If you have a more substantial criminal record (for example, a “serious” felony conviction), you can explore other alternatives to expunging or minimizing the effect of your record on your job search. Generally, if an ex-offender has completed his sentence, stayed out of trouble for the required period of time, and led a productive life in the meantime, then he can apply for a pardon from the state clemency board or similar state agency. . With a pardon, the ex-offender can then request that their record be expunged. (In some jurisdictions, the underlying records are automatically expunged upon the issuance of the pardon.)

Also, similar to the process of obtaining pardons, some states allow ex-offenders to petition the sentencing court to “set aside” their convictions based on their completion of the sentence and their years as a respectful and productive citizen. Once the conviction is overturned, the ex-offender can move to have their record expunged.

If an individual with a felony record cannot successfully apply for a pardon or vacated conviction, they may want to explore whether they can obtain a “certificate of relief from disability” or a “certificate of good conduct.” Essentially, executive branch agencies in certain states (eg, New York, Illinois) issue such certificates to qualified ex-offenders to “create a presumption of rehabilitation with respect to the offense or offenses specified therein.” See NY Correct. Law § 753. An employer or licensing agency of the issuing state is then required by law to “consider” the applicant’s certificate in making a hiring or licensing decision. See NY Correct. Law § 753(2).
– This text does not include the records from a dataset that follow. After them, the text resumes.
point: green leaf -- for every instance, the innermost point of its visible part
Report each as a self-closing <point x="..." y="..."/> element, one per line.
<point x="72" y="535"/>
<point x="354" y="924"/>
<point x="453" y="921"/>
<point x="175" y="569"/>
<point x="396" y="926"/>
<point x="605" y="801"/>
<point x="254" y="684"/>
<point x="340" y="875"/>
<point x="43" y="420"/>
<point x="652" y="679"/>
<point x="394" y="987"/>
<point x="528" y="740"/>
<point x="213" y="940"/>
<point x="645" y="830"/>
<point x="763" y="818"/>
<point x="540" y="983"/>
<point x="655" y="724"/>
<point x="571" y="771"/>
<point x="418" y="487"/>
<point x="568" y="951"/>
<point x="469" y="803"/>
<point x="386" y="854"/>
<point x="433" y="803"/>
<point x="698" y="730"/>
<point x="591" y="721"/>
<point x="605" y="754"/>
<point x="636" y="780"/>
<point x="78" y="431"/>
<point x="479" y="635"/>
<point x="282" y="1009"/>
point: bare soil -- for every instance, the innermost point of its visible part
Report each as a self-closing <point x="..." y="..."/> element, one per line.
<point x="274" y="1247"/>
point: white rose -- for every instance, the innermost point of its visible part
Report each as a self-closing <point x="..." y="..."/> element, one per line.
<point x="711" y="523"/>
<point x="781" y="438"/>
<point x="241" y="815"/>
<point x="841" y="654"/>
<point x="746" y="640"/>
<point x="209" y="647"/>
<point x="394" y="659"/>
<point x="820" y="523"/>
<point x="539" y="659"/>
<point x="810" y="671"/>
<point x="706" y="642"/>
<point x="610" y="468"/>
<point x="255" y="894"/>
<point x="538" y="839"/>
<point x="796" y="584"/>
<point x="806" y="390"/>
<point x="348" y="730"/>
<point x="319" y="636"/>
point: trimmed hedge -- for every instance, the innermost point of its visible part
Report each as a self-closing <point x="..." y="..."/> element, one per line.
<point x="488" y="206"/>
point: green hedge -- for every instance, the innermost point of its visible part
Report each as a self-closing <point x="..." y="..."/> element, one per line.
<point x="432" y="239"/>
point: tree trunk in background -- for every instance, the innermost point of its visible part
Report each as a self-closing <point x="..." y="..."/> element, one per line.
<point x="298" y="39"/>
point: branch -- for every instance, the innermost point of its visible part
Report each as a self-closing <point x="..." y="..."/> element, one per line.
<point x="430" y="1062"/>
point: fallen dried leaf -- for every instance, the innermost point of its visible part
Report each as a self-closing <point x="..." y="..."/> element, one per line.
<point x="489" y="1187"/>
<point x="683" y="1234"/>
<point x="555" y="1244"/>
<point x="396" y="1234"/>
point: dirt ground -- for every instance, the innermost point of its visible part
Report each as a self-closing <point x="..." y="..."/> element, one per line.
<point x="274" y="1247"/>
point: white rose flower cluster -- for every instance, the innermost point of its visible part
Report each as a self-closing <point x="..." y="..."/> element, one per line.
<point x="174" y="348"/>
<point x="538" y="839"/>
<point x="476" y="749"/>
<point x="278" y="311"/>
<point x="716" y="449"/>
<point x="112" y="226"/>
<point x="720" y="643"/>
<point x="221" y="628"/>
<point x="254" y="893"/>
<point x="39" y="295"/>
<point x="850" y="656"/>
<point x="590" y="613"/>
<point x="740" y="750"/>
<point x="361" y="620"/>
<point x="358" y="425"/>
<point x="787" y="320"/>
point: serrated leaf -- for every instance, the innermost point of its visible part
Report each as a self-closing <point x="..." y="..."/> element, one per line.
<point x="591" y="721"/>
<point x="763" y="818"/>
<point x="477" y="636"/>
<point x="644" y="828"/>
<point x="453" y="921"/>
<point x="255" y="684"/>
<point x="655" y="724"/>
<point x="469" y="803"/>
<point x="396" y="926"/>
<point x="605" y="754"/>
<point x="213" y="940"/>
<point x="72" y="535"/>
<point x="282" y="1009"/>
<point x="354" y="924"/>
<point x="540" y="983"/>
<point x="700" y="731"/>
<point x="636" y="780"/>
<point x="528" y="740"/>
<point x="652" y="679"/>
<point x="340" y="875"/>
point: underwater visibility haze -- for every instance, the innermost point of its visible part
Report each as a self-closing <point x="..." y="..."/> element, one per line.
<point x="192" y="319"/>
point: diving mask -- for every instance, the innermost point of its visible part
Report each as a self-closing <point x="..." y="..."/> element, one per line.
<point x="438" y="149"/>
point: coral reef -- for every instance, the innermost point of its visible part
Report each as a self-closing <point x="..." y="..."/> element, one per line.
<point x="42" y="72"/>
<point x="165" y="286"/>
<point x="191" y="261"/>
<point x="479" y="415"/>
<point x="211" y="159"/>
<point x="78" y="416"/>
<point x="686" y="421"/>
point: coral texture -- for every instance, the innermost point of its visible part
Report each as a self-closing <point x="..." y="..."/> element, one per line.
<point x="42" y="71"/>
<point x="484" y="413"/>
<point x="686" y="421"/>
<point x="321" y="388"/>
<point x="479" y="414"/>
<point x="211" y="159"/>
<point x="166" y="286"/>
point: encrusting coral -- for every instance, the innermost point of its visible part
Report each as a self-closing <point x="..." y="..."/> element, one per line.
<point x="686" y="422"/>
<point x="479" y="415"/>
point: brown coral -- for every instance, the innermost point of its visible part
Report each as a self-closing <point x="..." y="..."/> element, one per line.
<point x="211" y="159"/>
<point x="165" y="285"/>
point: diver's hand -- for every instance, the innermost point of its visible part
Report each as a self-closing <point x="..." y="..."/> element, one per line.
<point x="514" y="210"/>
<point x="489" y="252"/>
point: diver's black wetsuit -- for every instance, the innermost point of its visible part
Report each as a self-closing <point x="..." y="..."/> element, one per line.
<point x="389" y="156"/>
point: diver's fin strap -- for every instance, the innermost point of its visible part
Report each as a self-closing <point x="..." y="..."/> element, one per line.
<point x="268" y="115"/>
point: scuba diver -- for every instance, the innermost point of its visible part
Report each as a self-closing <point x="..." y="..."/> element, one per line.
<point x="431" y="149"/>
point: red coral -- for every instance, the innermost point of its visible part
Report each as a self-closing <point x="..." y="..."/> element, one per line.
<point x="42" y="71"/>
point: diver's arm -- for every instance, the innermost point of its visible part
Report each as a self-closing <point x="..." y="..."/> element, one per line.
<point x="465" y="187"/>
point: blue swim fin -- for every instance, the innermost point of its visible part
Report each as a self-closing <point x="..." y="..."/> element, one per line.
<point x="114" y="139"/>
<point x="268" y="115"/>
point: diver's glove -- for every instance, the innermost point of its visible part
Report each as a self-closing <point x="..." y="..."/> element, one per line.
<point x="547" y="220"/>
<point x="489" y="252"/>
Accordingly, such a certificate can significantly increase an objectively rehabilitated ex-offender’s chances of obtaining employment and/or obtaining a professional license (eg, a barber’s license).

In short, if you have a criminal record of any kind, then you will want to explore any and all avenues to remove the existence of your record or minimize the record’s impact on your employment options. Those with misdemeanor “juvenile indiscretion” charges or convictions on their record should find the process of cleaning their record relatively simple, if not easy. For those of you with more serious criminal records, this path may be more arduous, but potentially doable. Given that many employers can and do indiscriminately discriminate against ex-offenders regardless of their underlying criminal disposition and manifest rehabilitation, these post-sentence steps can only help improve their employment prospects.

Similarly, if you have encountered other difficulties in the workplace, you can also effectively seek your remedy. You don’t have to endure abuse in silence. You have rights!